Provided by: liblapack-doc_3.3.1-1_all
LAPACK-3 - computes an LU factorization of a general m-by-n matrix A using partial pivoting with row interchanges
SUBROUTINE CGETF2( M, N, A, LDA, IPIV, INFO ) INTEGER INFO, LDA, M, N INTEGER IPIV( * ) COMPLEX A( LDA, * )
CGETF2 computes an LU factorization of a general m-by-n matrix A using partial pivoting with row interchanges. The factorization has the form A = P * L * U where P is a permutation matrix, L is lower triangular with unit diagonal elements (lower trapezoidal if m > n), and U is upper triangular (upper trapezoidal if m < n). This is the right-looking Level 2 BLAS version of the algorithm.

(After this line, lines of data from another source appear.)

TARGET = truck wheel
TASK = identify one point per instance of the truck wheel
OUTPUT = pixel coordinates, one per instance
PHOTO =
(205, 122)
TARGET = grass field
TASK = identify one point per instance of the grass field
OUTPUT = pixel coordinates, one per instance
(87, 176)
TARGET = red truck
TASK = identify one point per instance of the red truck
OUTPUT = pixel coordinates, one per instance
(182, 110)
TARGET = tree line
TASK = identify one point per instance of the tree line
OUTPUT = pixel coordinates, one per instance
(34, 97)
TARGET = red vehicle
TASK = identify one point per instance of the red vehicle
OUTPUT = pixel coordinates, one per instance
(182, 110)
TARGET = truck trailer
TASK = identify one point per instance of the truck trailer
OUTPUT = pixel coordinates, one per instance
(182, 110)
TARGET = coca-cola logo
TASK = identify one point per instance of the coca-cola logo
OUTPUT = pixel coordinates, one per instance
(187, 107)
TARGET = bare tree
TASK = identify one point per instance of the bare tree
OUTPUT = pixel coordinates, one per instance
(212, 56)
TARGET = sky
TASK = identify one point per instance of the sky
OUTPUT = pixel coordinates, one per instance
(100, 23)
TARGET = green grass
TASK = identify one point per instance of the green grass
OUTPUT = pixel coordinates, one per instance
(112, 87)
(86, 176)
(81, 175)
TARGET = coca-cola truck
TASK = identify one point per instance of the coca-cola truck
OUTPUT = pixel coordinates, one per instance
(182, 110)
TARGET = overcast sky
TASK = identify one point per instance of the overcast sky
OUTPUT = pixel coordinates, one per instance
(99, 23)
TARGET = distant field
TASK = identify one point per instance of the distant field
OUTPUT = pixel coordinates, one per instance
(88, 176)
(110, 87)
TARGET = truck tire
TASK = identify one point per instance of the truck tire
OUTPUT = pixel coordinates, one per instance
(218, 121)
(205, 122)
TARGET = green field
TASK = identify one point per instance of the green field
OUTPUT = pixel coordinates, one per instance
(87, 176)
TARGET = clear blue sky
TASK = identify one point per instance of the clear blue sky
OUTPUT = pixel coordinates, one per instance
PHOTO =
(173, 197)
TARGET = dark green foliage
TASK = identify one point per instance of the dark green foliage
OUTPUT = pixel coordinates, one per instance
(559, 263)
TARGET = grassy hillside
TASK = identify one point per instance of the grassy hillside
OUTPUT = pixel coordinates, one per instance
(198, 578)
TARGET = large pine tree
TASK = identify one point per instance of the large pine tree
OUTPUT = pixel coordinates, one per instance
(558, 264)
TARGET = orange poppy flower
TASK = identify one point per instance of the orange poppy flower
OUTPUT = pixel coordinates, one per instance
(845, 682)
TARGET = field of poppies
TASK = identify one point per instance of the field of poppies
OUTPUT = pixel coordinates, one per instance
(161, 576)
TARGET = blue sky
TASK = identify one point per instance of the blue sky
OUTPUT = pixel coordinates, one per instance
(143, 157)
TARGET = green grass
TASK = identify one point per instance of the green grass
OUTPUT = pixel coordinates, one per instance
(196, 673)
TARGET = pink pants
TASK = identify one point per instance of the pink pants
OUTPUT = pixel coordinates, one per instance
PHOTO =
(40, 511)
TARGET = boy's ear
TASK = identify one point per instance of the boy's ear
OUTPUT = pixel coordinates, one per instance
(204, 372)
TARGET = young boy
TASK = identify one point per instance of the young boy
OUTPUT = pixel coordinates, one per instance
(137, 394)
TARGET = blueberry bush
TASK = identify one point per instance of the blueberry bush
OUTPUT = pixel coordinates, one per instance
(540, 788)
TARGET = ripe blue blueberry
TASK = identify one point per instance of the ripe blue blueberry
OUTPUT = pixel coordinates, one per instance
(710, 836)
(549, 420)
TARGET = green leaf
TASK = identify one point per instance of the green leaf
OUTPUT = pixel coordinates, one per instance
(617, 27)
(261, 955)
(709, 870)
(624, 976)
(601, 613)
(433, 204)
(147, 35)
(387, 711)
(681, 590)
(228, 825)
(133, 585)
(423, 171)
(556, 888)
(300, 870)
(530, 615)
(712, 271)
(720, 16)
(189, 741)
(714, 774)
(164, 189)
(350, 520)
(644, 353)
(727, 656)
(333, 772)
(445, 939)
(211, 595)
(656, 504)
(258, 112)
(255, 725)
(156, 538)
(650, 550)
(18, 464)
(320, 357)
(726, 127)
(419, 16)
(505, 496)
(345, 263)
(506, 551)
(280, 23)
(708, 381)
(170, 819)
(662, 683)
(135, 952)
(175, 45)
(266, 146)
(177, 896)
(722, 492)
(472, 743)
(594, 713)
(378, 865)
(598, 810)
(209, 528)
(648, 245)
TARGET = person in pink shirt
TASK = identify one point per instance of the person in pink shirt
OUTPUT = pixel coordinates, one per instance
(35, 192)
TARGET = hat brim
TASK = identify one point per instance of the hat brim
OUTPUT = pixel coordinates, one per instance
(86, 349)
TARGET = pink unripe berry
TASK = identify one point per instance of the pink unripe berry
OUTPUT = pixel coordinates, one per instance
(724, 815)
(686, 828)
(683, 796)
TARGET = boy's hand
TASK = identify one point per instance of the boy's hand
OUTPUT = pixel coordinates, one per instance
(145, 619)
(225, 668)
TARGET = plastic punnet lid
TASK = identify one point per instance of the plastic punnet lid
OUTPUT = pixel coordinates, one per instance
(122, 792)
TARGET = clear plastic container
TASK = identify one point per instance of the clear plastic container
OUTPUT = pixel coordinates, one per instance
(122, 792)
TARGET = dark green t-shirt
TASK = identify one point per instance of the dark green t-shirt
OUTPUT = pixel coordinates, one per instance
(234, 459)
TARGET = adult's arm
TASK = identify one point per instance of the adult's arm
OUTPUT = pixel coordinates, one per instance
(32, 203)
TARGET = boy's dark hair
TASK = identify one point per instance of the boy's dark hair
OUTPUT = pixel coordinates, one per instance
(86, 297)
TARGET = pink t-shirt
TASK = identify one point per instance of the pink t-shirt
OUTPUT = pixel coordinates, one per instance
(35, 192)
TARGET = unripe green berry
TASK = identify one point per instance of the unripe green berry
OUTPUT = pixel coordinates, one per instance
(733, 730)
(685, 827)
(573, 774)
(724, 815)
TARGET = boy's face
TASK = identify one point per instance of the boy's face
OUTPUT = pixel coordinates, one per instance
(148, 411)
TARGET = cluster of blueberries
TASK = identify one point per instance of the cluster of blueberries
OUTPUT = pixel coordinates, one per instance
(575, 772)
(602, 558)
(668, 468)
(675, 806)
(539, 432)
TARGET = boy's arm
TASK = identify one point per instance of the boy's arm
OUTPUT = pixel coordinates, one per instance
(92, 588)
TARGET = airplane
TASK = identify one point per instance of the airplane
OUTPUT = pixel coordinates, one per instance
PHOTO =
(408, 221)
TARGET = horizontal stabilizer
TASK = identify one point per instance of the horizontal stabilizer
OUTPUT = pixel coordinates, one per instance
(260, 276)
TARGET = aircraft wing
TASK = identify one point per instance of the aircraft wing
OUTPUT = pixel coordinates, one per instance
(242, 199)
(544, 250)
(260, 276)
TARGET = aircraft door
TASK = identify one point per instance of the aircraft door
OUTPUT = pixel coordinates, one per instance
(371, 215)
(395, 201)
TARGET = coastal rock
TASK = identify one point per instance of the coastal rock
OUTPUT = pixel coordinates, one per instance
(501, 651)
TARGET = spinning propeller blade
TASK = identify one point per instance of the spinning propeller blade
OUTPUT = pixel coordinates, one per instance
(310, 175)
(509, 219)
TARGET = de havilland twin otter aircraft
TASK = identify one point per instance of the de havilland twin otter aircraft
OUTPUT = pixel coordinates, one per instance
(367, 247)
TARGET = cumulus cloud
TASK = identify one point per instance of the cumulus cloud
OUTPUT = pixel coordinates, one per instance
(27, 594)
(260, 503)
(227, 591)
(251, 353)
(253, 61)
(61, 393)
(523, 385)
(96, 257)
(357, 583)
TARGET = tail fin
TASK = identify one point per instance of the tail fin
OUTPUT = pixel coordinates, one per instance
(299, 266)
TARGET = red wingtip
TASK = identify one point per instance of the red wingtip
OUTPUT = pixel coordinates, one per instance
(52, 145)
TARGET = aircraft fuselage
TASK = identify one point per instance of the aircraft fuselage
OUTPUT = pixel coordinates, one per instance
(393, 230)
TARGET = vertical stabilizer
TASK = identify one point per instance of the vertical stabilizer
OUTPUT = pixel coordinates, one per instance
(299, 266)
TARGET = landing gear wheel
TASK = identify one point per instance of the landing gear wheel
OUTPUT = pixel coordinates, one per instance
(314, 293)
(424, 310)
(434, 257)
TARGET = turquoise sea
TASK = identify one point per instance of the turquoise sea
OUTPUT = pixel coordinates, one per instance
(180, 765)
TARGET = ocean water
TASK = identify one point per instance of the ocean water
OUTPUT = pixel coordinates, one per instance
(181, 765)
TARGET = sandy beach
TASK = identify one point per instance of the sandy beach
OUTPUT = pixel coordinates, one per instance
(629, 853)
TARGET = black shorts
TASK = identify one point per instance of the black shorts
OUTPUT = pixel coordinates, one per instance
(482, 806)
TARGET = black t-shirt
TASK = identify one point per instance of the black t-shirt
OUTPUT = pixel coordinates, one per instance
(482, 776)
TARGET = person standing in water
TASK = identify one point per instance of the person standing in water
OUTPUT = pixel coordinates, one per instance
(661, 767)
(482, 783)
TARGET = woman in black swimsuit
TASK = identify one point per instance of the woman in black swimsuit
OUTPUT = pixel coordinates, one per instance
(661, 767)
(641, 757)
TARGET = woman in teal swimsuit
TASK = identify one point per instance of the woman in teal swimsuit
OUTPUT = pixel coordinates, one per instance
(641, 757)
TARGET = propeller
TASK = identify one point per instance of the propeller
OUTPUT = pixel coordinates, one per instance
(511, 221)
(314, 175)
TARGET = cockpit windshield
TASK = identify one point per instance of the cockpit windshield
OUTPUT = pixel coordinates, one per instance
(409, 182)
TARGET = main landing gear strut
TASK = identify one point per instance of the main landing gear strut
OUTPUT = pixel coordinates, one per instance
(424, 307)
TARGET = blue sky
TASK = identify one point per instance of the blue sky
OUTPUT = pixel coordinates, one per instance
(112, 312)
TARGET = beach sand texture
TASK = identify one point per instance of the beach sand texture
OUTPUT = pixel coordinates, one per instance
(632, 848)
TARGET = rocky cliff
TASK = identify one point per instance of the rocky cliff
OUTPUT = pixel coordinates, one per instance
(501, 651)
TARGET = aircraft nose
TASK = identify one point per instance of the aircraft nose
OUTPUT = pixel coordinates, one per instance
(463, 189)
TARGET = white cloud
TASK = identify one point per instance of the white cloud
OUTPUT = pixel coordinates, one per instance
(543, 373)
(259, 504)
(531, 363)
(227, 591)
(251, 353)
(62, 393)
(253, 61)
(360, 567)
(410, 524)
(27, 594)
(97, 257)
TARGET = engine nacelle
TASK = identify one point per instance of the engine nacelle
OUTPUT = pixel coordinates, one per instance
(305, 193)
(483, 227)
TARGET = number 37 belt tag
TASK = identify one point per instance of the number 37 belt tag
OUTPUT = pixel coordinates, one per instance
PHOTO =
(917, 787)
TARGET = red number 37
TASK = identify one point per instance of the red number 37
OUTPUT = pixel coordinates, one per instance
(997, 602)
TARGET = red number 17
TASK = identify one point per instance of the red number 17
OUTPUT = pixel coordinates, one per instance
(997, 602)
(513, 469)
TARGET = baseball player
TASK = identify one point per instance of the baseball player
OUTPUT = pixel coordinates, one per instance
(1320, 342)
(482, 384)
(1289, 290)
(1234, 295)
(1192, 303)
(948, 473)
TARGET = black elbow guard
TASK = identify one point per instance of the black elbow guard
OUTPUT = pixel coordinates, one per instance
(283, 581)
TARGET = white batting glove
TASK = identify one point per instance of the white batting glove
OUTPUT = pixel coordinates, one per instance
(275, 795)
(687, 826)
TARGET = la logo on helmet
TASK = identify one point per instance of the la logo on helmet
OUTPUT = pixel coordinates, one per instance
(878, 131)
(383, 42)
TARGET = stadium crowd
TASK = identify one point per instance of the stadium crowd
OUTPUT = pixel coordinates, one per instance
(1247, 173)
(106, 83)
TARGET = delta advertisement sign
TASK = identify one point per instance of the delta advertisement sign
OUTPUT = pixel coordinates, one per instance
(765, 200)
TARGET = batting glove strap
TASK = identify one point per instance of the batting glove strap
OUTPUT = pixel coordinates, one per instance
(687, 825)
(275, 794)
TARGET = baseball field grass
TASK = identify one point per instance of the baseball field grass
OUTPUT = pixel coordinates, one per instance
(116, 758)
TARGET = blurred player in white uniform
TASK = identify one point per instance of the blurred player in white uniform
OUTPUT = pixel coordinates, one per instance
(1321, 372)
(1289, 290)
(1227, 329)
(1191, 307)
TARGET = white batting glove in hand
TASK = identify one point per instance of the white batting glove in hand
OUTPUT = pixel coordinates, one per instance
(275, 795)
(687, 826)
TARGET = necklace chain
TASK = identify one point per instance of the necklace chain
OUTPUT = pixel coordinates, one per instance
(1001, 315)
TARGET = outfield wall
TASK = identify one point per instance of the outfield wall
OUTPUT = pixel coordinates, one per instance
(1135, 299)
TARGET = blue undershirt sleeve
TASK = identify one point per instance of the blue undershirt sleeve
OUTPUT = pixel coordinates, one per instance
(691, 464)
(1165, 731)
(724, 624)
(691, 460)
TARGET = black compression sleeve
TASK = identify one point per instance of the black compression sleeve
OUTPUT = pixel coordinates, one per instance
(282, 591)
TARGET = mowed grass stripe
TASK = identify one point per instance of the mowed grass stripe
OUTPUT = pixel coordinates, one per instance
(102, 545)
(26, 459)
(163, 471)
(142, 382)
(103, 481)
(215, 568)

M (input) INTEGER The number of rows of the matrix A. M >= 0. N (input) INTEGER The number of columns of the matrix A. N >= 0. A (input/output) COMPLEX array, dimension (LDA,N) On entry, the m by n matrix to be factored. On exit, the factors L and U from the factorization A = P*L*U; the unit diagonal elements of L are not stored. LDA (input) INTEGER The leading dimension of the array A. LDA >= max(1,M). IPIV (output) INTEGER array, dimension (min(M,N)) The pivot indices; for 1 <= i <= min(M,N), row i of the matrix was interchanged with row IPIV(i). INFO (output) INTEGER = 0: successful exit < 0: if INFO = -k, the k-th argument had an illegal value > 0: if INFO = k, U(k,k) is exactly zero. The factorization has been completed, but the factor U is exactly singular, and division by zero will occur if it is used to solve a system of equations. LAPACK routine (version 3.2) April 2011 CGETF2(3lapack)